Client Journey: Ten years without a price increase?
Many companies in Australia are not charging high enough prices for their business to be sustainable in the long run. Here we look at why businesses are doing this, and what they can do to improve the situation.

With inflation pushing up business costs, many businesses are finding themselves operating on prices which are too low to make a necessary profit margin. This is especially true in competitive industries like construction and transport (to learn more, read How sub-contractors can get ahead and thrive). This isn’t only a problem for those businesses. It has a flow-on effect for subcontractors and employees who may not be able to earn a sufficient rate/wage. It also weakens the industry as a whole — and the wider economy — if those businesses subsequently fail/go insolvent.
Here we look at why some businesses struggle to raise their prices, and what they can do about it.
Why do some businesses end up with dangerously low prices?
Some of the most common causes for businesses having prices set too low include:
- A competitive market. A business may consciously adopt low prices as otherwise they are likely to lose market share to other businesses (of fear that they will).
- Price positioning. Related to the above, a business may consciously market itself as the lower cost alternative to other companies. If the business is known for being the ‘affordable option’ it could damage its brand by going too low with prices.
- A lack of bargaining power. Sometimes the prices for a business are essentially out of their control. For example, in the construction industry, the price of a service is essentially set in the principal contract, meaning that a sub-contractor may have little ability to bargain.
- A cost-based pricing strategy. If the company has generally set it’s prices based on costs, with just a modest margin, customers may get annoyed when prices increase without the business being able to specify particular cost increases.
- Price elasticity of demand. For some products and services, customers will not accept a significant price increase, and will simply stop buying the product. For example, while news media might like to charge significantly more for online subscriptions (and use that to carry out more in-depth reporting), customers are reluctant to spend significant amounts.
- A startup entering a new market. A startup may need to temporarily reduce its prices to get a foothold in a new market or industry.
- Lack of a pricing strategy. Some businesses just have not thought significantly enough about their pricing strategy, and therefore end up with unsustainably low prices by default.
Why is low pricing a problem?
Raising prices, of course! Though, admittedly, this is easier said than done if the business is to avoid losing customers. Businesses need to consider the following matters:
- Appropriate costing of products and services. A business needs to ensure that it has appropriately accounted for all of the costs of that product or service before setting a price for it. While it may be appropriate to have ‘loss leader’ products in some cases, the business still needs to know what those costs are before doing so (read more about small business accounting and budgeting here).
- How to communicate to a price change to customers. Where there has been an easily identifiable cost increase leading to increased prices, customers may find them more acceptable.
- A tiered pricing strategy. You may not have to raise “all” your prices. You might be able to keep a low price for minimal version of the product, but increase prices for premium versions of the product.

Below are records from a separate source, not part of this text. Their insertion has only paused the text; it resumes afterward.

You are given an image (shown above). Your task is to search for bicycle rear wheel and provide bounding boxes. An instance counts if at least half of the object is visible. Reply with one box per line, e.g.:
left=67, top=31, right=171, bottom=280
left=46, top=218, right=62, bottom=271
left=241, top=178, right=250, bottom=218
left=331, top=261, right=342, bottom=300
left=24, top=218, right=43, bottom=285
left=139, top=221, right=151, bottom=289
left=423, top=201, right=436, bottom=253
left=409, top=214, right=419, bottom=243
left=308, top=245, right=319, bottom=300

- Grandfathering. You may want to consider locking in prices for existing customers, and raising the prices for new customers. This both rewards customers for their ongoing loyalty, as well as giving them the impression that they are getting a good deal relative to newer customers.
- Value is king. Remember that people don’t pay for power drills – they pay for holes, the thing the customer ultimately wants. Similarly, you need to consider the ultimate value that your customers derive from your product when setting the price.